Conversely, the y-intercept is where the line crosses the y-axis. To find it, you set the x-value to zero and then solve for y. Every point on the y-axis has an x-value of zero. For the same equation \( y = 5x - 6 \), by setting x to zero, we get \( y = 5*0 - 6 \), which simplifies to \( y = -6 \). Hence, the y-intercept is at the point (0, -6), signifying where the line meets the y-axis.

Finding both intercepts is crucial for graphing linear equations, as they provide two points through which the line passes, creating a visual representation of the equation on the coordinate plane.

The process of solving linear equations typically involves isolating the variable you want to solve for. When dealing with linear equations in two variables like \( y = mx + b \), where m is the slope and b is the y-intercept, you often have to make one variable subject to get specific points. In the context of our example, finding the x- and y-intercepts involves setting one variable to zero and solving for the other.

This foundational concept not only helps in graphing but also in understanding how variables relate to each other and to the overall structure of the equation. For students, mastering these skills is essential for algebra, calculus, and beyond.

The field of coordinate geometry, also known as analytic geometry, deals with the graphing of equations on the coordinate plane and the study of geometric figures through algebraic representation. In this context, understanding and finding x- and y-intercepts form a core part of this subject area.

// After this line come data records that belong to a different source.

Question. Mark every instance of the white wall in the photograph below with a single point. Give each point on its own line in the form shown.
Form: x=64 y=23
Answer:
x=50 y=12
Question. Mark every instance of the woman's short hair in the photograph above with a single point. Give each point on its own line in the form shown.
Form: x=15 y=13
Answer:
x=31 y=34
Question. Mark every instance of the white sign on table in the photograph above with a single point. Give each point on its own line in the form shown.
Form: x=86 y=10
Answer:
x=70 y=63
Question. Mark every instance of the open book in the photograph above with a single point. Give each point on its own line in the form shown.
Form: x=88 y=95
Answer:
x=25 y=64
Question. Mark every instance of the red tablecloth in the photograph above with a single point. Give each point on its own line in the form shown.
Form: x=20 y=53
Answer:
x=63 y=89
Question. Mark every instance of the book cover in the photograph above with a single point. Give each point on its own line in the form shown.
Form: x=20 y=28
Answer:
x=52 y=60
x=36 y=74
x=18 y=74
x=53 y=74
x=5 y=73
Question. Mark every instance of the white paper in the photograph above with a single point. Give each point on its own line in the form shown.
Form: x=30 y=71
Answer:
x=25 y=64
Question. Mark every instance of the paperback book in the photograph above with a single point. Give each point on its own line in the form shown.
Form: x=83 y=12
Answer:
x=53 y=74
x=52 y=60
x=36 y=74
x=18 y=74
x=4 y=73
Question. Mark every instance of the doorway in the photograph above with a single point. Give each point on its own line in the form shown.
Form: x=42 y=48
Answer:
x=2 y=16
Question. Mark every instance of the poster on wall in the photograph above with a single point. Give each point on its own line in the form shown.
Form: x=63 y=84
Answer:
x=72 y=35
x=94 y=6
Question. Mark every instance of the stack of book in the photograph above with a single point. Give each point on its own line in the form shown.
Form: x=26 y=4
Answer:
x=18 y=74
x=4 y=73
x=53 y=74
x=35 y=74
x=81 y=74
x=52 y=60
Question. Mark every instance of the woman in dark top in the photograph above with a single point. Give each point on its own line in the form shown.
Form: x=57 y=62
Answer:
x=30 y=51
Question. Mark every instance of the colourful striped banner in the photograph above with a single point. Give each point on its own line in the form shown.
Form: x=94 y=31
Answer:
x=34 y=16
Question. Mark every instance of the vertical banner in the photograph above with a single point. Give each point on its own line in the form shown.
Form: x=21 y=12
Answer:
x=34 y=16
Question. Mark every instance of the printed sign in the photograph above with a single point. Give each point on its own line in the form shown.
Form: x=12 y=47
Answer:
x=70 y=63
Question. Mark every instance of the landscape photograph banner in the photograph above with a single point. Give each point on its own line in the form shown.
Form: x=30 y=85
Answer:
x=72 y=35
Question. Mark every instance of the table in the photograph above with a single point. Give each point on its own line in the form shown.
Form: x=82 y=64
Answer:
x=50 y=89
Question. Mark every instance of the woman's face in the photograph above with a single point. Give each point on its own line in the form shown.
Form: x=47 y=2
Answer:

The ability to graph linear equations like \( y = mx + b \) requires knowing how to find these intercepts, as they mark key points where the line crosses the axes. These intercepts can also tell you a great deal about the equation, such as the slope and where the graph is positioned in the plane. Developing a good grasp of coordinate geometry is essential for solving more complex problems, including those involving curves, circles, and other geometric figures.